Questions about purchasing bicycles and parts
8 posts • Page 1 of 1
I'm looking to buy a 'pretty' upright ladies bike. Have looked at the Reid ones but willing to pay about 500-600 and these are much cheaper. Anyone got any advice on whether there some some better quality new ones around or if I should go for a restored one. Or are these Reid ones alright?
I don't know very much about bikes so any advice about what to look for, brands or where to look would be very helpful.
Use: riding to work and to and from picnics.
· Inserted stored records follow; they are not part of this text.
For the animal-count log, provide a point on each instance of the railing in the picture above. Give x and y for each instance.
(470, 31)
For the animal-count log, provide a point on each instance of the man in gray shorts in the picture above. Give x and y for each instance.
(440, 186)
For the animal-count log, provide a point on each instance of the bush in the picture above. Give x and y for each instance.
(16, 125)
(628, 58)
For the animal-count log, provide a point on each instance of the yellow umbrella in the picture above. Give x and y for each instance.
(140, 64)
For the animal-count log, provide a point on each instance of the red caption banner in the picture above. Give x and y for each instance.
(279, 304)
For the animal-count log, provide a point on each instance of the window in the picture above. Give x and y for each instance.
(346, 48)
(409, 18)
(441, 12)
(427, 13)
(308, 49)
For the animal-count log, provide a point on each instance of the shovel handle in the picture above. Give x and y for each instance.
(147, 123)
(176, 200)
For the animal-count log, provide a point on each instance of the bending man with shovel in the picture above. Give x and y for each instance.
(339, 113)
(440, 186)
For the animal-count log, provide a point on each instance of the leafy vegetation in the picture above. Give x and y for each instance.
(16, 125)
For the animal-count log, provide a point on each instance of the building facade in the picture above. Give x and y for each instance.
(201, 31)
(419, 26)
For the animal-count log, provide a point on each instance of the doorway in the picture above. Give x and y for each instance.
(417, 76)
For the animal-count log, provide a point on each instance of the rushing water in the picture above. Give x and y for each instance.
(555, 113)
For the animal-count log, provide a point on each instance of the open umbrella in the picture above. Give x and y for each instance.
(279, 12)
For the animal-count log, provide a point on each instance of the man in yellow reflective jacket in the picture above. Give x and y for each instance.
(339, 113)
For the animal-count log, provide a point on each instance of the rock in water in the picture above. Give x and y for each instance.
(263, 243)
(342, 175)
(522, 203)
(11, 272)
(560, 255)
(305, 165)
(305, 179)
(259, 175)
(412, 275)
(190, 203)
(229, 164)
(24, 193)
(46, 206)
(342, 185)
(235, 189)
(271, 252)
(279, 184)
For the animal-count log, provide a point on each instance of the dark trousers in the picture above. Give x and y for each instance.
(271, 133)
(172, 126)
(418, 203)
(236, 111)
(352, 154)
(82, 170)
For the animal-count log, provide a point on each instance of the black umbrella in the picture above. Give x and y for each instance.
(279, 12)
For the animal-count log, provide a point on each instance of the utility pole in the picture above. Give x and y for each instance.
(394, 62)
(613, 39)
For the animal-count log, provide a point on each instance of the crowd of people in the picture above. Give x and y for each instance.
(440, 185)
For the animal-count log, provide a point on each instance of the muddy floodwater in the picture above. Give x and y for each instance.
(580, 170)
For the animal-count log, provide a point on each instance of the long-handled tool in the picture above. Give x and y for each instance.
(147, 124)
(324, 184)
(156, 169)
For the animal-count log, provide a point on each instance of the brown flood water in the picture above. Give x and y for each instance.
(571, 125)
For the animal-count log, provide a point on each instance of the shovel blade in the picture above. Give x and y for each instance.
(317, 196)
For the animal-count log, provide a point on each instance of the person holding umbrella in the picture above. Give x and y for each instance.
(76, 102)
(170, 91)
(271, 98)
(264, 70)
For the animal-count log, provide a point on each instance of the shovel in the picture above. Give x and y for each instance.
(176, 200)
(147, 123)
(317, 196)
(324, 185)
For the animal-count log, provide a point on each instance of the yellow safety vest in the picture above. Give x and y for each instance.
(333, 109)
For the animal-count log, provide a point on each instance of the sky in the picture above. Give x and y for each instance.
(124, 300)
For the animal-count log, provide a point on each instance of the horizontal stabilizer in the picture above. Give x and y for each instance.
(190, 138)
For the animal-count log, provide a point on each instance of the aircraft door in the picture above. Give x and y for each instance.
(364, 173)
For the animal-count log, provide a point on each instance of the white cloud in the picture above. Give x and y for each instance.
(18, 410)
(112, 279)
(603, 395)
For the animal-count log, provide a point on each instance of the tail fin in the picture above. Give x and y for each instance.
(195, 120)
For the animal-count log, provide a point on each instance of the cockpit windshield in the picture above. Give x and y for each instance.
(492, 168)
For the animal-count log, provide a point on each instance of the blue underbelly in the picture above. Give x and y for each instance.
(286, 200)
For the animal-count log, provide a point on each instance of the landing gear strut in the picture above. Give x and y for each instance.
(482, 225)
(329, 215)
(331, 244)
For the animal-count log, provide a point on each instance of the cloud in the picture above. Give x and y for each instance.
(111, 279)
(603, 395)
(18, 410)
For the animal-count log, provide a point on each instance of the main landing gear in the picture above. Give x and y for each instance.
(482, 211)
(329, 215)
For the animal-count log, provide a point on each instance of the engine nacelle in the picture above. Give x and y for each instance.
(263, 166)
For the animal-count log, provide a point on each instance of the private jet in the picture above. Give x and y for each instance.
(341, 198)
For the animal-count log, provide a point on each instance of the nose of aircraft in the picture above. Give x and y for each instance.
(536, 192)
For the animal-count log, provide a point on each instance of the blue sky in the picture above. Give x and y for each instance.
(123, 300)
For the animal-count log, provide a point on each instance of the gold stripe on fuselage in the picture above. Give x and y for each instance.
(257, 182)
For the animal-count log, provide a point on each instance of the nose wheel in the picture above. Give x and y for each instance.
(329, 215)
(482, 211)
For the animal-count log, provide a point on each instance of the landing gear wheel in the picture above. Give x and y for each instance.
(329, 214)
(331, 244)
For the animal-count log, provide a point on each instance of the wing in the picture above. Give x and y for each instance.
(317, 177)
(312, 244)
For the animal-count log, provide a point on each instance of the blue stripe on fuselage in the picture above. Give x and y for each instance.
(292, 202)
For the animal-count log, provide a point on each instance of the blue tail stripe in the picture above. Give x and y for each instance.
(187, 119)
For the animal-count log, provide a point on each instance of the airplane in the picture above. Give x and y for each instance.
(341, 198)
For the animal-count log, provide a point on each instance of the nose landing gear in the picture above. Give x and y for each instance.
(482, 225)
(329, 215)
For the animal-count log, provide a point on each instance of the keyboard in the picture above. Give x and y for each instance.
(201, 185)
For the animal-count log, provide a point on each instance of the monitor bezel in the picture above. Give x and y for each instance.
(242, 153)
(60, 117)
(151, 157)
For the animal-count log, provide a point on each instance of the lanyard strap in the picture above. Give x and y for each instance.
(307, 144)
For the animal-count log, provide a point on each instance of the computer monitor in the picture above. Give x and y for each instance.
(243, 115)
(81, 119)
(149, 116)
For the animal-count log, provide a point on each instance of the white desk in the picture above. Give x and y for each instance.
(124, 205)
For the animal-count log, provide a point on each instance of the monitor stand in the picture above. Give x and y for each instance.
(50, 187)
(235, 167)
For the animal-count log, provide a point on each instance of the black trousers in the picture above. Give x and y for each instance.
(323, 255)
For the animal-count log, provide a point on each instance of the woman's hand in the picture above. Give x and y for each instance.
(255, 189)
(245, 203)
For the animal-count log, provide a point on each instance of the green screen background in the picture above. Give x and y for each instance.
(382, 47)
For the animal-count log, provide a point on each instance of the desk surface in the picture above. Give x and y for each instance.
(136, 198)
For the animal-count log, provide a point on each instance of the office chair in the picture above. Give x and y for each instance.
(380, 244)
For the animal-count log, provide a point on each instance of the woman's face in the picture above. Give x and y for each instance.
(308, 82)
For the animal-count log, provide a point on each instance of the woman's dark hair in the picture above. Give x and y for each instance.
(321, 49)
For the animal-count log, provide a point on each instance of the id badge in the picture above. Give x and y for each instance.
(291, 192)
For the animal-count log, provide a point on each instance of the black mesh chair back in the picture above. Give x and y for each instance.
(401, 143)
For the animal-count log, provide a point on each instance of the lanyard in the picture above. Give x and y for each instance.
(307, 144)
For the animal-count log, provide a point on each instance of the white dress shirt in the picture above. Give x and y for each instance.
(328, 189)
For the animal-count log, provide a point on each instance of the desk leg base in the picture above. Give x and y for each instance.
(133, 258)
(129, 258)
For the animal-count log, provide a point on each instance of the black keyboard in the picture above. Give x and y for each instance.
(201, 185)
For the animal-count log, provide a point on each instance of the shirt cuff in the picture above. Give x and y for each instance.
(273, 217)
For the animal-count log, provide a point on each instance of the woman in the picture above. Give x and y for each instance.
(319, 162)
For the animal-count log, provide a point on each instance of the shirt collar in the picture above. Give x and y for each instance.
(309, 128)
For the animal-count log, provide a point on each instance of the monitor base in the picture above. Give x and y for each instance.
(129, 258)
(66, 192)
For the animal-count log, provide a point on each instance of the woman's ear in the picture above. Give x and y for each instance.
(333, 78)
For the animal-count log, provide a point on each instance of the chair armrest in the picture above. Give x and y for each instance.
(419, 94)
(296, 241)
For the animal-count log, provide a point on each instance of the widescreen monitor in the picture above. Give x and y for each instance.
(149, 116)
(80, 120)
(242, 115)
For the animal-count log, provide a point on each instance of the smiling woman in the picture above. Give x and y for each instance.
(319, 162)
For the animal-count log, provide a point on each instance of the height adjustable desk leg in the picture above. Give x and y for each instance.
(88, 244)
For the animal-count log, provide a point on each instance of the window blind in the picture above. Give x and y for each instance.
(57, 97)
G'Day Hoola, welcome outside.
HERE is a review of the Reid ladies bike by my friend Rowena for your reading pleasure. I've seen the bikes close up without actually riding one and they look OK to me.
I'm afraid I can't help you with anything more specific as I'll never be in the market for a ladies roadster ever since my GLW said no to any bike in very plain and definite terms
Good luck with your search, feel free to ask any questions you like and maybe pop into the womens area and say hi to a great bunch of lasses.
...whatever the road rules, self-preservation is the absolute priority for a cyclist when mixing it with motorised traffic.
London Boy 29/12/2011
No matter how good they might seem, don't buy a restored second hand "Vintage" bike off Ebay. Don't be fooled into thinking that an "authentic retro vintage" bike is better. It isn't.
If you're in the market for a step-through, the Reids mentioned above are a better proposition. Why? First and foremost: Brakes. Modern dual-pivot brakes are superior in every way to the useless single-pivots of the 70s/80s.
Secondly: Indexed gears. Vintage bikes don't have them. If you don't know how to trim a derailleur, you're going to have a clicky-clunky bad time on the Vintage bike.
No amount of paint or polish can change these two things. While these parts are easily upgradeable, the people who restore older bikes and flog them on Ebay never seem to do it. They simply polish the old parts and put them back on.
I hope this helps.
I would only get 2nd hand if I was able to restore myself. There is no real way of knowing if the resto is a good job, however if the price is right (very low) then an old frame will probably last as long as a new one and most parts are easily upgradable if you have the skills. Paying someone to do it can be expensive and not worth the trouble.
bychosis (bahy-koh-sis): A mental disorder of delusions indicating impaired contact with a reality of no bicycles.
Where are you based?
I got a 2nd hand Koga Miyata (I think it's classified as a Tourer hybrid style) from Omafiets in Marrickville.
The gear ratios are great for the hills around where I live, and especially when loaded up with a week's groceries.
The bike has issues, but none that interfere with my riding which matches the style you describe.
I have added panniers, and a basket.
Only issue is sourcing original spare parts if that is of concern. As I'm not style conscious, doesn't worry me as long as any replacement parts work.
I bought my mother a Malvern Star upright style ladies bike. Came with mudguards and a rear rack, about $550 from the local dealer and its quite a nice little bike. Really stable at low speed which was important.
Our Website is: http://www.kotavelo.com.au Find us on Facebook by searching for "Kotavelo"
As a try-hard anticonsumer, I dispair a bit at the flippant disposal of perfectly good bicycles. There are so many good frames around that just get dumped, only to be replaced by more mediocrity from factories all over the world (yes, older bikes come from the same places, but they already exist here). I would argue that friction shifting is pretty simple to master, especially on a 5-6 speed bike. I agree that older single pivot brakes are not up to modern standards, but they're not that hard to replace, with either new/used dual pivots or old school centre-pulls. I'd also say there's value in paying to get a bike's brakes changed over when looked at in embodied energy terms. You're paying someone's wage, and you're not disposing of useful resource.
But hey, I'm not very good at this stuff. I suffer from GAS all the time, but I'm trying to get over it. I don't want to judge either; knock yourself out on a new bike, it'll probably be really good! But I reckon you'd be able to find a sweet used bike for a good price that might need a few upgrades if you look around a bit.